Lets take an example of a Car, every car has seats but the number of seats vary based on the type of car. A sports car will have 2 seats and an economic family car has 4 seats. At this point the common feature for every car are seats, so we need to create an Abstract class called Car and an abstract method called seat. Than we can create 2 sub-classes called SportsCar and EconomicCar that will override the seat method of Car class.
public abstract Car{
public abstract int seat() ;
}
public class SportsCar extends Car{
public int seat()
{
int seat = 2 ;
return seat ;
}
}
public class EconomicCar extends Car{
public int seat()
{
int seat = 4 ;
return seat ;
}
}
Here are the rules of an Abstract class and method:
- Abstract classes cannot be instantiated
- Abstract class can extend an abstract class or a concrete class and implement several interface classes
- Abstract class cannot extend an interface
- If a class contains Abstract method, the class has to be declared Abstract class
- An Abstract class may or may not contain an Abstract method
- Abstract method should not have any code implementations, the sub-classes must override it (sub-class must give the code implementations).

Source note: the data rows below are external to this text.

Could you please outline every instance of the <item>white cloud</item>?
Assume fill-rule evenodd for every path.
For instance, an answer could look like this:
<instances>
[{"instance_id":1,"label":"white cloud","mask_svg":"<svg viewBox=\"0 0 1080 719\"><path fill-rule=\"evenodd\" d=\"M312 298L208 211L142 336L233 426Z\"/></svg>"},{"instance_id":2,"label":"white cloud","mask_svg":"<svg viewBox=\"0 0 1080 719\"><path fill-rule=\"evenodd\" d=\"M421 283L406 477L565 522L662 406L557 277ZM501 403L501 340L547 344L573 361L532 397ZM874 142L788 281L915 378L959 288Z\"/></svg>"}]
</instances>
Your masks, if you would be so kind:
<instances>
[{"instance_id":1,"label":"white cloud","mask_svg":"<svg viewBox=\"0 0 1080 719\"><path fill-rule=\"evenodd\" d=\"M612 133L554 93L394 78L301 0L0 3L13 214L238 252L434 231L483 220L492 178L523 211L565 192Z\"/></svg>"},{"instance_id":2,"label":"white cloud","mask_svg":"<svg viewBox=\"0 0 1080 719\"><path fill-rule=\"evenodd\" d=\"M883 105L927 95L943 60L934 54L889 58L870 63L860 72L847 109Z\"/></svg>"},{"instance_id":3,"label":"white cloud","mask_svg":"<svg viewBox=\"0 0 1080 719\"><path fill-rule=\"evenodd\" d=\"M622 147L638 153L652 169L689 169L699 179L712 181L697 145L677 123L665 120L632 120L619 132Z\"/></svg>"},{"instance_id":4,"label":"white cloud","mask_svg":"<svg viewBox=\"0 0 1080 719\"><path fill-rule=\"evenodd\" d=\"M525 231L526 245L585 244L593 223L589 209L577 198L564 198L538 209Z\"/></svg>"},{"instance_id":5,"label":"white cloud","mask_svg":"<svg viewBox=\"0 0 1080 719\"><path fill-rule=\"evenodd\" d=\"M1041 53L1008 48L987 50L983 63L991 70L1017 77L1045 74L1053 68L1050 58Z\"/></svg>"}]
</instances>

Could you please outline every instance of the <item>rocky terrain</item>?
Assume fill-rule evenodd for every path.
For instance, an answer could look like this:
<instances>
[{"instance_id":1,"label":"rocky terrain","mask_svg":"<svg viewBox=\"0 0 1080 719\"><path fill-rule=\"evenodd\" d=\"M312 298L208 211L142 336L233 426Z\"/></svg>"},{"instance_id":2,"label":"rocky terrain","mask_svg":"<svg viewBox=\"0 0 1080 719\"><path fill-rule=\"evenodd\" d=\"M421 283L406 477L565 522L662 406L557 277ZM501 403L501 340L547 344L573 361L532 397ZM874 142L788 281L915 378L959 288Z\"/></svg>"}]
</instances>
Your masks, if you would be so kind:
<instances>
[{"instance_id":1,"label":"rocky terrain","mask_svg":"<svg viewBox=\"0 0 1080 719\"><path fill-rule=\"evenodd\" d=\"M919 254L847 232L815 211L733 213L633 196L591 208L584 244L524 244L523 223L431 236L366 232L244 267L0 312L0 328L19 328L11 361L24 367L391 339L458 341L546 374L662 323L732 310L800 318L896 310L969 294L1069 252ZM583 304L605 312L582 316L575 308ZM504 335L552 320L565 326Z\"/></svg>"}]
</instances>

- If a sub-class of an Abstract class does not override the Abstract methods of its super-class, than the sub-class should be declared Abstract also.
- Abstract method cannot be declared with any other non-access modifiers such as static, final, native, transient, volatile
- Abstract classes can only be declared with public and default access modifiers.
- Abstract methods can only be declared with public, default and protected modifier.